Comment has avoided the issue of identifying that party which is responsible and legally liable for ensuring payment is correct and on time - the employer.

The obligation to make payment arises out of the contract of employment each affected school staff employee has with their employer.

The wage/work bargain is the centre of all employment law. It requires that to receive pay an employee must perform work for an employer who must then pay for worked performed.
Apart from exceptions for lawful strikes and lockouts, failure to provide work or make payment is defined as a breach of the employment agreement. Employees may sue their employer for each breach.

Are Boards of Trustees sufficiently resourced to meet their obligations under employment law? It would appear that, as a result of the Novopay debacle, they cannot even meet the most essential requirement of the wage/work bargain. To pay correctly and on time. How has this come about?

Since Tomorrow’s Schools made Boards of Trustees the employer of school staff, the status of employment relationships in the education sector has been uncertain and open to legal challenge.
A union case was referred to the Employment Court last year seeking a ruling that the Secretary of Education was liable as employer of school staff.

This case, not surprisingly, was unsuccessful.
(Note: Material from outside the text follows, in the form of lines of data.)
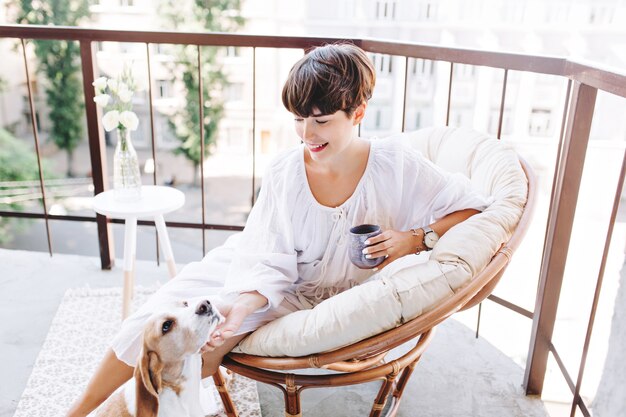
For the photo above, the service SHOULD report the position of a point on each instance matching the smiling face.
(327, 136)
(181, 330)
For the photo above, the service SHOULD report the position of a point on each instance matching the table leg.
(165, 243)
(130, 249)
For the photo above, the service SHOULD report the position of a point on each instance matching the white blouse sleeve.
(265, 258)
(442, 193)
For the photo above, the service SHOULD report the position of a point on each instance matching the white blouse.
(296, 248)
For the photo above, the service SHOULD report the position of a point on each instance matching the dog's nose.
(204, 308)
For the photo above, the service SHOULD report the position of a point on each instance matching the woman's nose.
(307, 131)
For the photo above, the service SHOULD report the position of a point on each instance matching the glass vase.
(126, 174)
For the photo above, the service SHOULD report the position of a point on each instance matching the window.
(163, 88)
(385, 10)
(540, 122)
(423, 67)
(234, 92)
(464, 71)
(494, 119)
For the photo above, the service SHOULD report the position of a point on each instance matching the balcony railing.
(583, 83)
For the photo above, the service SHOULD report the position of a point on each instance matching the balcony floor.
(459, 375)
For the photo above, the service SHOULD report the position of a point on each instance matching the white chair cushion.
(414, 284)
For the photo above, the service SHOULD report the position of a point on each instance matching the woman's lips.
(317, 148)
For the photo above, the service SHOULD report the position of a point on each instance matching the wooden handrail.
(607, 79)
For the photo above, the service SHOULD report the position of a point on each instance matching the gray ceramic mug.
(358, 236)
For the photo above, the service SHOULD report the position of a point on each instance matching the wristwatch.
(429, 240)
(430, 237)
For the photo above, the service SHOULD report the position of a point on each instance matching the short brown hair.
(329, 78)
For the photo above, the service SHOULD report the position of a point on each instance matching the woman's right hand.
(235, 314)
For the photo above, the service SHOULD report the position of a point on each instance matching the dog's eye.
(167, 325)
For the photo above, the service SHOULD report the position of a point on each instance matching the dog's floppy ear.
(148, 384)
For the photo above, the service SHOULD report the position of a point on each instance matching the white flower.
(112, 83)
(124, 93)
(100, 84)
(129, 120)
(111, 120)
(102, 99)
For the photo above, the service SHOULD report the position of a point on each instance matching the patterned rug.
(86, 321)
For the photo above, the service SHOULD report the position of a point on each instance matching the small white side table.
(155, 202)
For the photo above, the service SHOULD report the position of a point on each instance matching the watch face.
(430, 239)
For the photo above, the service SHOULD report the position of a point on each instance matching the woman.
(292, 253)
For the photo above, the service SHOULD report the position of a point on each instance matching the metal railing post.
(97, 152)
(560, 220)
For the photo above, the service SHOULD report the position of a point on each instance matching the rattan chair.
(364, 361)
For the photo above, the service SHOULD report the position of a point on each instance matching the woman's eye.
(166, 326)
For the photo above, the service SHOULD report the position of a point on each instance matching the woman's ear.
(359, 113)
(148, 384)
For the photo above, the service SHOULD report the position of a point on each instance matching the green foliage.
(59, 62)
(199, 15)
(18, 162)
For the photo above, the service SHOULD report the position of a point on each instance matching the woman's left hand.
(391, 243)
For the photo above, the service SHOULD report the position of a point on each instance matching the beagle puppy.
(167, 377)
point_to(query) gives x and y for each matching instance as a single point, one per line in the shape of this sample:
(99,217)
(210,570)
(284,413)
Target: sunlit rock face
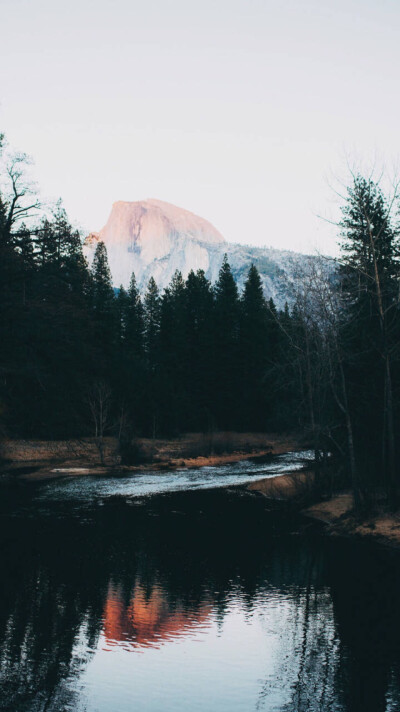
(154,239)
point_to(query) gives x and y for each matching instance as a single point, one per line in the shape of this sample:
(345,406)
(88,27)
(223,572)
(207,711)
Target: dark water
(186,601)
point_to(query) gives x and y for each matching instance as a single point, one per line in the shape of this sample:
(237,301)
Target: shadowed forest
(79,357)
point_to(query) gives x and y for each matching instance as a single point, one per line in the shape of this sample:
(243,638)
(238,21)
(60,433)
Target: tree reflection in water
(144,575)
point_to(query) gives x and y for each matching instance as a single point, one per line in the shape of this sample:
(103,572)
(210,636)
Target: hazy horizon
(235,111)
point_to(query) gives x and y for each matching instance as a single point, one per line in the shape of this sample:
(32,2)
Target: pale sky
(239,110)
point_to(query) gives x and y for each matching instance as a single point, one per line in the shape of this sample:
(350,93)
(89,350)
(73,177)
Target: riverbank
(40,460)
(337,514)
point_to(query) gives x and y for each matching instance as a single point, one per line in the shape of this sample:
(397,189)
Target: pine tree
(254,353)
(226,341)
(369,279)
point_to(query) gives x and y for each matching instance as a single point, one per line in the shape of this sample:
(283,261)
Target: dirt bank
(337,513)
(340,519)
(294,487)
(37,460)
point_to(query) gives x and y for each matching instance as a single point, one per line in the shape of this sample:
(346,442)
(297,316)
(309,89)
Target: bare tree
(19,193)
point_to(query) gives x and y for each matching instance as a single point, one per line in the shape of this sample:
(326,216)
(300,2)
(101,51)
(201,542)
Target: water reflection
(105,611)
(147,620)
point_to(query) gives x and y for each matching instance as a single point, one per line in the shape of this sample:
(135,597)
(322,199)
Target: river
(179,591)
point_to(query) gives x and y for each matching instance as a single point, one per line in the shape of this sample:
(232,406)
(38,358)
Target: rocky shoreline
(42,460)
(336,515)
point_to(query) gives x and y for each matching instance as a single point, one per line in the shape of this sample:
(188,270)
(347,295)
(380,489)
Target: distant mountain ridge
(154,239)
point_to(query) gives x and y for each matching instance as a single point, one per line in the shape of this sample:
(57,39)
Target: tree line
(79,357)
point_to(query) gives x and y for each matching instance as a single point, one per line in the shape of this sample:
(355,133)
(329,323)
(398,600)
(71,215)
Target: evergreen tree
(200,362)
(369,279)
(254,354)
(226,345)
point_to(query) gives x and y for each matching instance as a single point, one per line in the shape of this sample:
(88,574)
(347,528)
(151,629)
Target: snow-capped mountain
(154,239)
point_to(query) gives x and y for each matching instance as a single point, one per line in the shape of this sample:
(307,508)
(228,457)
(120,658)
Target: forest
(81,358)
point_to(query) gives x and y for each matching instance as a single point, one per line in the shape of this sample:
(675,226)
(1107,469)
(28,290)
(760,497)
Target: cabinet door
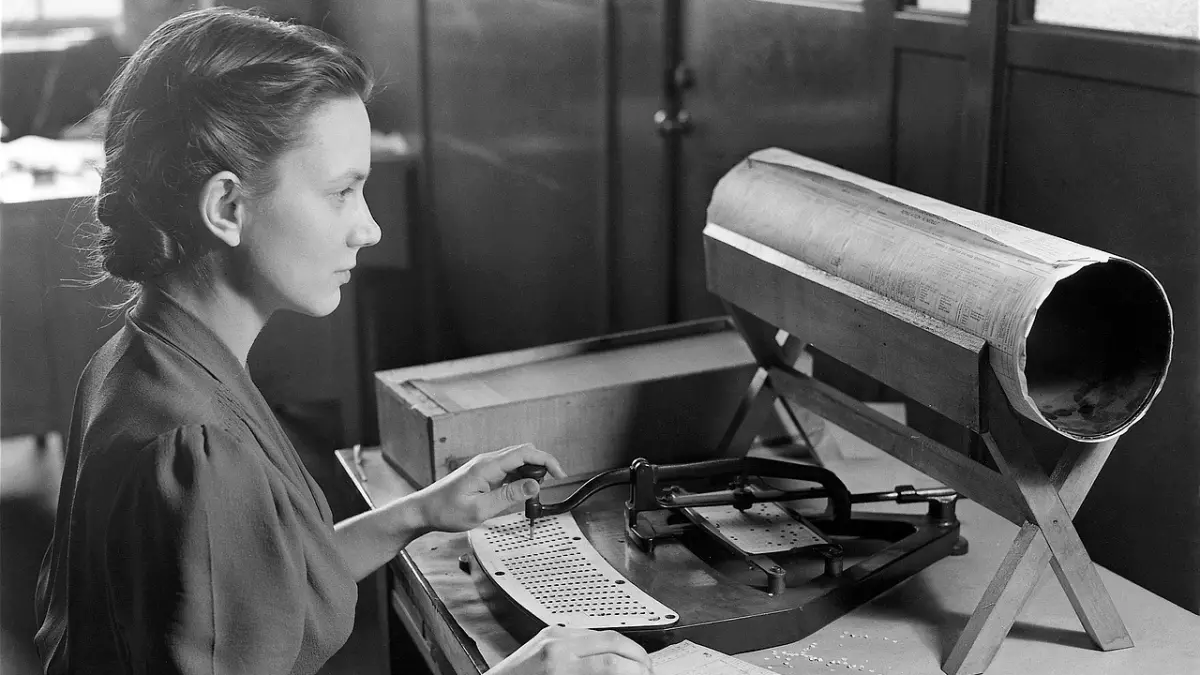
(808,77)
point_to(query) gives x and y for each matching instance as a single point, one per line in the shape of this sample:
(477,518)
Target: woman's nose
(366,232)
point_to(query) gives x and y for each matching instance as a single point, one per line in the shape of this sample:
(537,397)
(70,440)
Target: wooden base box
(666,394)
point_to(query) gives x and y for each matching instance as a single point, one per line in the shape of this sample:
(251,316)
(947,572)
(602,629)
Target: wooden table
(907,629)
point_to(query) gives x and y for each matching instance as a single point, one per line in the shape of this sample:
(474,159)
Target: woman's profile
(189,536)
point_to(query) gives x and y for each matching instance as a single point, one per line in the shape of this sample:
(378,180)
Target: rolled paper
(1079,339)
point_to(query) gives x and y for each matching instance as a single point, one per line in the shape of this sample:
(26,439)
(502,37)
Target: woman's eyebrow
(354,175)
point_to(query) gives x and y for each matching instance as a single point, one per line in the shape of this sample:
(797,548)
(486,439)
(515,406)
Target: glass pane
(952,6)
(1175,18)
(18,10)
(81,9)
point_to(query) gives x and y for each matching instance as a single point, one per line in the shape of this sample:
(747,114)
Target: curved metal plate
(559,578)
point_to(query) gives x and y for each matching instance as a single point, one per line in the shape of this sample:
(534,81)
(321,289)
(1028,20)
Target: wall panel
(929,123)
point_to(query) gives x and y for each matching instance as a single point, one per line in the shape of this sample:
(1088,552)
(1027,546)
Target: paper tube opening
(1098,350)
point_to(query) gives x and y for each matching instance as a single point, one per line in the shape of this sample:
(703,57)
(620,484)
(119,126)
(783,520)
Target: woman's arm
(467,497)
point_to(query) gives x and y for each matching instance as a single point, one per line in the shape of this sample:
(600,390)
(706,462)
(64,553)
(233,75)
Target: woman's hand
(477,490)
(576,651)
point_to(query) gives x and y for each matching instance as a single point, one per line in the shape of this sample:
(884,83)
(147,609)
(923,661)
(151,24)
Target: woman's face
(301,239)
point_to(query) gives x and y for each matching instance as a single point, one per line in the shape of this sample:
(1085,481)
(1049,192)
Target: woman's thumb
(511,494)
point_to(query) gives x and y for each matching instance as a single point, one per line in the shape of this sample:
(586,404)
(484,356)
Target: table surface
(907,629)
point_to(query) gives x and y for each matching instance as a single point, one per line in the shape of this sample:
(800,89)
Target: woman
(189,536)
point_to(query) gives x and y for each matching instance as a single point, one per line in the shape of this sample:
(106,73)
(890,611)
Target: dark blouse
(189,537)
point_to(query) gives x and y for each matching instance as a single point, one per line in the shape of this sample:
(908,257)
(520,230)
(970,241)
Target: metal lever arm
(646,481)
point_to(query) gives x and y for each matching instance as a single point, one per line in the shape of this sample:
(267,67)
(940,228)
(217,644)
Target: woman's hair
(208,91)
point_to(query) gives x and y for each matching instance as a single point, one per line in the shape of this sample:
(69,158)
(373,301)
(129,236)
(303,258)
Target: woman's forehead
(336,142)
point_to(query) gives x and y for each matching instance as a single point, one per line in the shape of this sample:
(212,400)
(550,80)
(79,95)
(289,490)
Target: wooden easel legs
(1047,537)
(760,400)
(1023,493)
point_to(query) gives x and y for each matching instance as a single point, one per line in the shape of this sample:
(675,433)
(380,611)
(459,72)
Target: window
(57,13)
(949,6)
(1173,18)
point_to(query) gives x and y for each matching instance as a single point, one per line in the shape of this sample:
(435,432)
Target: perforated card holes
(762,529)
(561,578)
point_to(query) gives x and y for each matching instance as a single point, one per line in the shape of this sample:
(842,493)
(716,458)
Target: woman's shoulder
(135,389)
(195,457)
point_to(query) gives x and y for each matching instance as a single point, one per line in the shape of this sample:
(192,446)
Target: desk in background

The Employment Court ruled that the Board of Trustees alone is the employer.

Novopay and the Government are not parties to the employment relationship. They owe no duty to school staff. The guarantee of correct and timely payment of salary and other payments due to school staff is an employer responsibility for which Boards of Trustees alone are liable.

However, the Novopay debacle highlights the issue of whether Boards of Trustees are truly independent and in possession of the capacity and resources to meet all of the obligations of an employment agreement to which they are not a party but nonetheless are covered by. (Most state schools are covered by collective agreements negotiated between the Secretary of Education for the Government and the education sector unions for many school staff. For the purposes of the State Sector Act 1988 and the Employment Relations Act 2000 the Secretary of Education and the Unions are the parties to these education sector collective agreements.)
A sample schools collective agreement clause requires that salaries shall be paid, fortnightly, by the board of trustees.

Where this does not happen the Employment Relations Act provides employees access to specific remedies of action for recovery of wages and breach of contract.

All affected school staff employees need to do is establish that they have a contractual right to salary payment according to the terms of their employment agreement (day and amount due) and that the term has been breached. They could claim for recovery of any overdue or default of payment and also apply to recover a penalty for breach of their employment agreement for each occasion on which there has been default by the employer.

There is sufficient publicity to indicate widespread and repeated default and breaches have occurred. Minister Steven Joyce indicated this week (Jan 29) things are likely to get worse.

After all these months it is astonishing nobody has taken proceedings in the Employment Relations Authority on behalf of school staff who have not been properly paid.

*Phillip de Wattignar is a former Department of Labour mediator now working as an employment relations consultant. This opinion was published earlier this month by the Otago Daily Times.